L’intensification des tensions obligataires sur le marché américain s’est répandue comme une traînée de poudre dans le reste du monde développé ces derniers jours, avec pour résultat une montée généralisée des taux à long ou très longs termes, en Europe, mais également en Asie, Japon en tête de gondole, où la situation déjà tendue depuis le début de l’année a pris un tour critique. Les rendements des JGB à très long terme se sont envolés depuis le début de l’année, à quasiment 3 % pour les 30 ans, un record.
La poudrière ouverte aux Etats-Unis essaime, donc, et, s’il est une leçon à retenir de ces derniers jours, c’est que les choses vont vite.
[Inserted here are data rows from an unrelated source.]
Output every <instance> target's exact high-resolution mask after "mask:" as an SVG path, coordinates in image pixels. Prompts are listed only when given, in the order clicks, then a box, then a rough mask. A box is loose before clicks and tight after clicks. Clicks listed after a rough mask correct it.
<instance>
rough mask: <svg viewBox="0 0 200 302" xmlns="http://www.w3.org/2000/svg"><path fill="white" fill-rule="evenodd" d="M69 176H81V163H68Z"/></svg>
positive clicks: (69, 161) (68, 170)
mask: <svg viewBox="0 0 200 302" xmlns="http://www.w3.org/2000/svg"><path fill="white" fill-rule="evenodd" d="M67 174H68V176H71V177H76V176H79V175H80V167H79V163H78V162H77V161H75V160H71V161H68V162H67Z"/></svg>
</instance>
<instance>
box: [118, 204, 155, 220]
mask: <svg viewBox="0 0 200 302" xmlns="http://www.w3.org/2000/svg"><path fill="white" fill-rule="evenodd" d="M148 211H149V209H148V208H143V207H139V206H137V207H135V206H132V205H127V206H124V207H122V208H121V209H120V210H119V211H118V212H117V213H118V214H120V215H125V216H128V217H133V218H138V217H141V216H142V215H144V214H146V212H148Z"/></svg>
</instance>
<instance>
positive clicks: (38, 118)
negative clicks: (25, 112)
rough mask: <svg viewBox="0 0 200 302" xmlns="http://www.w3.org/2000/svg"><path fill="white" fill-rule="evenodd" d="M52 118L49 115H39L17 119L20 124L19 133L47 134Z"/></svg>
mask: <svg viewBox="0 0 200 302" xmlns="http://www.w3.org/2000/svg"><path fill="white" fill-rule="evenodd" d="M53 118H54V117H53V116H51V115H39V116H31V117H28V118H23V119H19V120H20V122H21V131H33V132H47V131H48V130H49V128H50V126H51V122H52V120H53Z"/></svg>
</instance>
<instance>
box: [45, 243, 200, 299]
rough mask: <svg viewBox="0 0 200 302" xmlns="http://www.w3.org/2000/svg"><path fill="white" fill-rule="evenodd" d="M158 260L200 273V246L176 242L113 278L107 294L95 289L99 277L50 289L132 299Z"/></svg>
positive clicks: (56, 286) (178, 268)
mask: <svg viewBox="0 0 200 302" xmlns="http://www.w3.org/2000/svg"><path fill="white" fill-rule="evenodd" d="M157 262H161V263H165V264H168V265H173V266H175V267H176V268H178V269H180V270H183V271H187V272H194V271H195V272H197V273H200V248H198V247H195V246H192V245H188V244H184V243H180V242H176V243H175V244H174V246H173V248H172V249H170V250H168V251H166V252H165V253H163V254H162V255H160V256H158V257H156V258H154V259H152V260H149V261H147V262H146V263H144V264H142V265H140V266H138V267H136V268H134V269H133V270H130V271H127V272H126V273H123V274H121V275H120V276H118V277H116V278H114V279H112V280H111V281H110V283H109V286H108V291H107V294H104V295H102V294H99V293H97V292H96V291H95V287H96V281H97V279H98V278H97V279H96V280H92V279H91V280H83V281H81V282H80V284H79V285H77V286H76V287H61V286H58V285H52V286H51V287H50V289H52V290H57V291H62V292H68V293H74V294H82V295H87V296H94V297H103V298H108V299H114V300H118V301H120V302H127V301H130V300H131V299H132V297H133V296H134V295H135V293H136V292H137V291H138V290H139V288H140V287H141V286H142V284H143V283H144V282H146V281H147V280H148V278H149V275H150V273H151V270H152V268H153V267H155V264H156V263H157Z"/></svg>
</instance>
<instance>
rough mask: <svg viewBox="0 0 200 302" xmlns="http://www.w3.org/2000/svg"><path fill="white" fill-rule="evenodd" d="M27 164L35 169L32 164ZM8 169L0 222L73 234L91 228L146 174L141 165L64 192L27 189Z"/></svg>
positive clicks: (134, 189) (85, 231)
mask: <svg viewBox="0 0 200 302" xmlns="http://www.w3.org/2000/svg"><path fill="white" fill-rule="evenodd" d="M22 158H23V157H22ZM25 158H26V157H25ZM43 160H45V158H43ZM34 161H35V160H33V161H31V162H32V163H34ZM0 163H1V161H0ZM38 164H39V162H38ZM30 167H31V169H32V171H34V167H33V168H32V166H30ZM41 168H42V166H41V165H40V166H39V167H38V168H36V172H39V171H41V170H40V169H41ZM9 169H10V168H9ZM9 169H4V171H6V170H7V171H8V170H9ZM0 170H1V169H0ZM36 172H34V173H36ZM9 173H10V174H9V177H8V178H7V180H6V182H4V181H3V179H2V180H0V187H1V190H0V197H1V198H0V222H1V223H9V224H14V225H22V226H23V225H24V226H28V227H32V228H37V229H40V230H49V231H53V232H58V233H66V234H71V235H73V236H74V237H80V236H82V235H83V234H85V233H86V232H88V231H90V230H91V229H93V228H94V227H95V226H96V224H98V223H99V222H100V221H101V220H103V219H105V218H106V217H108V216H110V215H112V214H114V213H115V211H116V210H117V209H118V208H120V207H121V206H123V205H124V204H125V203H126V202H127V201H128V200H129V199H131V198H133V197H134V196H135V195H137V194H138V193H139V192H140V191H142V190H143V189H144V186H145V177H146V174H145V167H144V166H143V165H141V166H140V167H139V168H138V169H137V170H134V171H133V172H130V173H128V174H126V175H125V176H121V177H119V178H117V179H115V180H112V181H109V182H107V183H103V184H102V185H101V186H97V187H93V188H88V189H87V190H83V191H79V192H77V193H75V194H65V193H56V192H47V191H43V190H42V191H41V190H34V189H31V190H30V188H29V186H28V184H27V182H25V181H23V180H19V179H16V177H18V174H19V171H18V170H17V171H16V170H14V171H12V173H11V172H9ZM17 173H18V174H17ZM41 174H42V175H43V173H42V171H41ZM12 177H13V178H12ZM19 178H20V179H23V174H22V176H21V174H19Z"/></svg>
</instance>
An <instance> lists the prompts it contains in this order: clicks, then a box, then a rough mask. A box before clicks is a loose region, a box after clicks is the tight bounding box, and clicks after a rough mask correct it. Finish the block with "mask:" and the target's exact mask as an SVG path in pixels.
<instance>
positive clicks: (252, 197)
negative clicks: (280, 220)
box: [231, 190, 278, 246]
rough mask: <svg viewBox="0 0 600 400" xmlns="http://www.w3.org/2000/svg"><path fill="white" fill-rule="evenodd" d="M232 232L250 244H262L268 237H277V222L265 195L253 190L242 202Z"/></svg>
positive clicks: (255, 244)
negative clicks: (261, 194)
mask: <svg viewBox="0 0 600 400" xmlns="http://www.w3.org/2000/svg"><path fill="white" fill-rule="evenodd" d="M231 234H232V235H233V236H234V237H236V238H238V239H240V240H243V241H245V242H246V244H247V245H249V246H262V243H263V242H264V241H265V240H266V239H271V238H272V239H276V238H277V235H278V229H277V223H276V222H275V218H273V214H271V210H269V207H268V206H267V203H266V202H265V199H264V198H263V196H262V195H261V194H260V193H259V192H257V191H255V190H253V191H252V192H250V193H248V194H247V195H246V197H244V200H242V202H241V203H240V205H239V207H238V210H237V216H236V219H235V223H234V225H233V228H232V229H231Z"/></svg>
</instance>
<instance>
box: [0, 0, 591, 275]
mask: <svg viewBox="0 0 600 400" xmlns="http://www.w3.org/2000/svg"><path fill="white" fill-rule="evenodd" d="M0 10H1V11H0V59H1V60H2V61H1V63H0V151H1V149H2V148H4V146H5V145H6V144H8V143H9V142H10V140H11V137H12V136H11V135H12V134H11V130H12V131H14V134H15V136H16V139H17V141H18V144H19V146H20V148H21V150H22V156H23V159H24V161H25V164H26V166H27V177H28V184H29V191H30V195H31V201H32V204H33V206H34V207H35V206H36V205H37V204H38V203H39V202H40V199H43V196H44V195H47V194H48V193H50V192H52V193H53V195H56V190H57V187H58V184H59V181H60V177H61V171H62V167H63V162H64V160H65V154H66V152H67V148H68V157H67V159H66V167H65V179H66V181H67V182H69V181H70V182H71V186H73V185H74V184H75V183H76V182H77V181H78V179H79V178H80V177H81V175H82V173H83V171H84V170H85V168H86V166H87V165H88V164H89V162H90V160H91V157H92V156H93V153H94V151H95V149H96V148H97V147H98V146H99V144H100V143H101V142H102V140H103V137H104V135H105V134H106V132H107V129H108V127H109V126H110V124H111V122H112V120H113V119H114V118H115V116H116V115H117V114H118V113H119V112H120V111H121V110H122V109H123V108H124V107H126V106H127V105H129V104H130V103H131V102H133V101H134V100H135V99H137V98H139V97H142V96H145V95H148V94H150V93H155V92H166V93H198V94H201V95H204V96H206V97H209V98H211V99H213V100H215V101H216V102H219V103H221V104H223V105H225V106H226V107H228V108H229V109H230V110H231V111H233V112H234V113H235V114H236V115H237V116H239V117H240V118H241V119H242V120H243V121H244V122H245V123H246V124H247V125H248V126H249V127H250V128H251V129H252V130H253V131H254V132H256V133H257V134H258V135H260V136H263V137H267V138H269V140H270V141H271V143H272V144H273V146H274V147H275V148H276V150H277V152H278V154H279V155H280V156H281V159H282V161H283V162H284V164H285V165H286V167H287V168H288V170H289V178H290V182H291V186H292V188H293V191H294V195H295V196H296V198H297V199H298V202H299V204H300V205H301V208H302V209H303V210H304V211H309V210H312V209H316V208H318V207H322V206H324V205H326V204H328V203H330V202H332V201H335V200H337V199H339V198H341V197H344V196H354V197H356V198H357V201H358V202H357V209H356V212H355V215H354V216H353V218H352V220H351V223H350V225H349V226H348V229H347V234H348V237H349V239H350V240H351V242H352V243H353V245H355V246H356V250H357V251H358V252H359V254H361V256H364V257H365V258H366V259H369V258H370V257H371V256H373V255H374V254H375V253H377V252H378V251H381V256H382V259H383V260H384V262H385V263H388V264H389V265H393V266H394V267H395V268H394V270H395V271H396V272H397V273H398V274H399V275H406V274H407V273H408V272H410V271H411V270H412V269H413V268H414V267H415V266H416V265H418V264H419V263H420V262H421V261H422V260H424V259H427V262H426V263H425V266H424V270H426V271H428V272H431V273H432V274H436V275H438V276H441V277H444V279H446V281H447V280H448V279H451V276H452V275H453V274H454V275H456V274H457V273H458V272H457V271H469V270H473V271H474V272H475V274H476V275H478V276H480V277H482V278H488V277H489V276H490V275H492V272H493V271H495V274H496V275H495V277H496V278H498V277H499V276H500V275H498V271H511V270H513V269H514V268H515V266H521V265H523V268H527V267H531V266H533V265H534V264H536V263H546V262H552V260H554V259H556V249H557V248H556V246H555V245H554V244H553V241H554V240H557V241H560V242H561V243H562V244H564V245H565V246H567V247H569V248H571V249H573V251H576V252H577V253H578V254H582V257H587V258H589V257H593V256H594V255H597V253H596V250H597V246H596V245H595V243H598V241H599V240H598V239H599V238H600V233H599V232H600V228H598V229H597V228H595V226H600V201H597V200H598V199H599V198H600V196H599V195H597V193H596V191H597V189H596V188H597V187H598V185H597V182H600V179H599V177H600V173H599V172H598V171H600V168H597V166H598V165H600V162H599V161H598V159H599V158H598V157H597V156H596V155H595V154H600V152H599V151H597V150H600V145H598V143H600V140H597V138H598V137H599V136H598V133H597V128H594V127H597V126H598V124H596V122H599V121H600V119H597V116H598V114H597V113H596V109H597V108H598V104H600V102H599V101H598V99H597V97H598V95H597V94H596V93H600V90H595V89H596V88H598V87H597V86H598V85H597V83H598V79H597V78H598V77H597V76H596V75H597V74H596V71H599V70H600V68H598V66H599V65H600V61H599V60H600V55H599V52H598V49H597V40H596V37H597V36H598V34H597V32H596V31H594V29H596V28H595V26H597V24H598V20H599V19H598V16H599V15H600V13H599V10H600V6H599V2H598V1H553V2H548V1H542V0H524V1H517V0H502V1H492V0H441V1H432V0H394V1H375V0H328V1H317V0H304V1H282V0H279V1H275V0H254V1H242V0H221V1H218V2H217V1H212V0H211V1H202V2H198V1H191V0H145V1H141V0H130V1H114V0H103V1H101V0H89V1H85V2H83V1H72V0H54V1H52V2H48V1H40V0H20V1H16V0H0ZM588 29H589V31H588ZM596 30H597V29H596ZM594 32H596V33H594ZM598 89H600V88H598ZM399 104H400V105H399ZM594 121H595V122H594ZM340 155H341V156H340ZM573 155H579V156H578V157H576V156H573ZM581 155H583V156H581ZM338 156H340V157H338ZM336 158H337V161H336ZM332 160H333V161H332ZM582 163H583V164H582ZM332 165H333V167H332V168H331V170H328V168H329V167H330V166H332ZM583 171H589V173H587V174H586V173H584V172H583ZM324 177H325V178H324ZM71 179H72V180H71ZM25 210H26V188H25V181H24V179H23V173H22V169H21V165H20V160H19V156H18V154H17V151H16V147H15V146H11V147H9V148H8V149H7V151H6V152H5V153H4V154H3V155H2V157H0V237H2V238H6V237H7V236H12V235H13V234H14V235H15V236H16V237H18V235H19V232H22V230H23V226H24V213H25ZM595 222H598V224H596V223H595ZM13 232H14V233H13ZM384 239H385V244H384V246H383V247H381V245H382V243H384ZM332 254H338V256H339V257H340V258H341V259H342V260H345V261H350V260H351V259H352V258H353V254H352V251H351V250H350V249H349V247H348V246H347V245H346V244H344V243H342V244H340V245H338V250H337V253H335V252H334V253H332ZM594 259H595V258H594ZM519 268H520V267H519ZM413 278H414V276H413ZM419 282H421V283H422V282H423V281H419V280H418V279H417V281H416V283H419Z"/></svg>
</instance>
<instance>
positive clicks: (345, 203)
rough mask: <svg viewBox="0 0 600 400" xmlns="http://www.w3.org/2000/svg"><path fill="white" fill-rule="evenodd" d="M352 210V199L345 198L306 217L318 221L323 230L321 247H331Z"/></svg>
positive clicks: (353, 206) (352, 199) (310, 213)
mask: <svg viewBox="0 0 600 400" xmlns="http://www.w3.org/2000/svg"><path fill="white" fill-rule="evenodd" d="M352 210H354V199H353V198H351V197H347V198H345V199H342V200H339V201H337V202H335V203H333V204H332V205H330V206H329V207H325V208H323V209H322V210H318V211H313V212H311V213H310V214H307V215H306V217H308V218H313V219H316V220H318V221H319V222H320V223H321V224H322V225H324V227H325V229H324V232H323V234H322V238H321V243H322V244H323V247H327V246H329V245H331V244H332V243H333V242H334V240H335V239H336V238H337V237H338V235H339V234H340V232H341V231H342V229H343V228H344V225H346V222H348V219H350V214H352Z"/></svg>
Signe de défiance généralisée face aux dérives budgétaires imposées tant par les politiques de défense que par les réponses aux menaces protectionnistes américaines, dans un contexte d’incertitudes persistantes sur les perspectives d’inflation, les explications, outre les facteurs fondamentaux, ne marquent pas pour justifier la multiplication des foyers de tensions obligataires à travers le monde.

Les banques centrales ne peuvent, à l’évidence, ignorer ce changement de contexte. Dans quelle mesure celui-ci interfèrera sur leur choix de politique monétaire est, toutefois, encore très incertain et, probablement, variable selon les cas.

Une chose semble pourtant sûre : les tensions sur les taux à long terme aujourd’hui observées ne sont pas le reflet d’une amélioration des perspectives de croissance économique mais traduisent une double perte de confiance : 1) dans la maîtrise des comptes publics par les gouvernements 2) dans la capacité des banques centrales à contrôler l’inflation à terme. Des conditions qui devraient conduire ces dernières à réagir par plus de vigilance, tant du moins qu’elles en ont la latitude. C’est précisément l’enjeu de la préservation de leur indépendance. Une question qui pourrait ne pas toucher seulement la Fed aujourd’hui.